The overall total of living polycystine species is probably around 300-600, but this review includes only 164 taxa. Unfortunately, our present state of knowledge is insufficient for a significantly greater coverage. All polycystine families need detailed taxonomic work, but some are especially poorly known (e.g., Actinommidae, Pyloniidae, Litheliidae, Tholoniidae, Plagoniidae). However, the inexperienced student should not be discouraged by the fact that the available literature fails to assist in identifying very significant proportions of the shells present in any given sample. As mentioned above, most radiolarian-based ecological and paleoecological surveys restrict their scope to some 20-40 polycystines, the rest being ignored altogether. Although coverage of an ampler inventory is clearly desirable, these restricted databases allow one to draw very valuable environment-related conclusions.

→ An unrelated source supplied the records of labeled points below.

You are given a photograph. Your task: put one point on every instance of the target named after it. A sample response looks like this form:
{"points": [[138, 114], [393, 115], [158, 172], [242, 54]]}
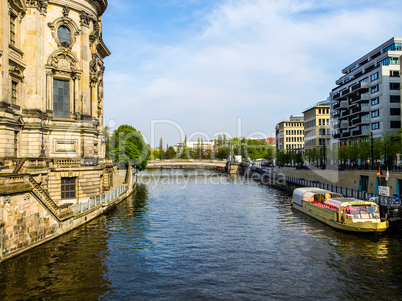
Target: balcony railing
{"points": [[336, 96], [345, 113], [356, 121], [359, 109], [361, 85], [344, 92], [361, 132], [360, 97]]}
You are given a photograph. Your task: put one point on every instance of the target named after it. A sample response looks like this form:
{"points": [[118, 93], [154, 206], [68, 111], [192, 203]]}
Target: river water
{"points": [[198, 235]]}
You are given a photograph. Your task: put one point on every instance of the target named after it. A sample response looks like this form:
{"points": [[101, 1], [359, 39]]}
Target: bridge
{"points": [[187, 164]]}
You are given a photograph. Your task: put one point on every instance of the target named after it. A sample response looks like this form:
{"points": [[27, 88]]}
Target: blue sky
{"points": [[204, 67]]}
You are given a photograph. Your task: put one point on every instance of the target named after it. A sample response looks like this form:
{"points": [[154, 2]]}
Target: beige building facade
{"points": [[53, 172], [317, 126], [51, 106], [290, 134]]}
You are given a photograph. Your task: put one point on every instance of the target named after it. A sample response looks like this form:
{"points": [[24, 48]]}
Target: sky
{"points": [[203, 68]]}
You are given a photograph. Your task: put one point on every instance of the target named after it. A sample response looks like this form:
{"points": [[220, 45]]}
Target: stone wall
{"points": [[27, 222], [344, 178]]}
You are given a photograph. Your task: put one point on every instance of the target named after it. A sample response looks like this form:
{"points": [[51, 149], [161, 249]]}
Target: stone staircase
{"points": [[60, 213]]}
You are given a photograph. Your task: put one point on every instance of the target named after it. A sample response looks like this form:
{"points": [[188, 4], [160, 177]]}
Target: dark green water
{"points": [[190, 237]]}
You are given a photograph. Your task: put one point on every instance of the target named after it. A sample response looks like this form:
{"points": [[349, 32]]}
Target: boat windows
{"points": [[362, 211]]}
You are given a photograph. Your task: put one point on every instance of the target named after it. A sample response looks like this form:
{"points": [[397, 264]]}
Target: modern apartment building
{"points": [[367, 97], [317, 126], [290, 134]]}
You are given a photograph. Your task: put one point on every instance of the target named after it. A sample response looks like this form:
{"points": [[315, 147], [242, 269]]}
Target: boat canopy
{"points": [[307, 194]]}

Furthermore, in order to circumvent identification-related problems, the use of family-level assignments has been advocated for environmental and biogeographic analyses (Kruglikova 1981, 1987).

The following section presents succinct information for the identification of the taxa recorded in the South Atlantic Ocean, as well as for several others whose presence in the area is very likely, but has not been confirmed yet.

When applicable, species names are followed [in square brackets] by some of the other most common names under which the form has been recently cited in the literature. Diagnostic information is provided as short remarks stressing the characters which help differentiate the taxon from closely related forms; they are not meant to replace detailed descriptions, but in most cases these remarks, in combination with the illustrations, should suffice for producing adequate identifications of the radiolarians treated. Keys are not adequate for this particular group due to their lack of flexibility, and because they are more prone to lead to misidentifications given the high number of rare polycystine species not included in this review. Shell size is generally of minor value for identification purposes, for which reason no detailed morphometric information is given; the dimensions specified are approximate and are furnished with the sole purpose of a general scale reference. The designation "group" denotes categories of unclear taxonomic affinities, where probably several related taxa are lumped. For each of the species treated one or more references ("Ref.") providing detailed descriptions and illustrations are included.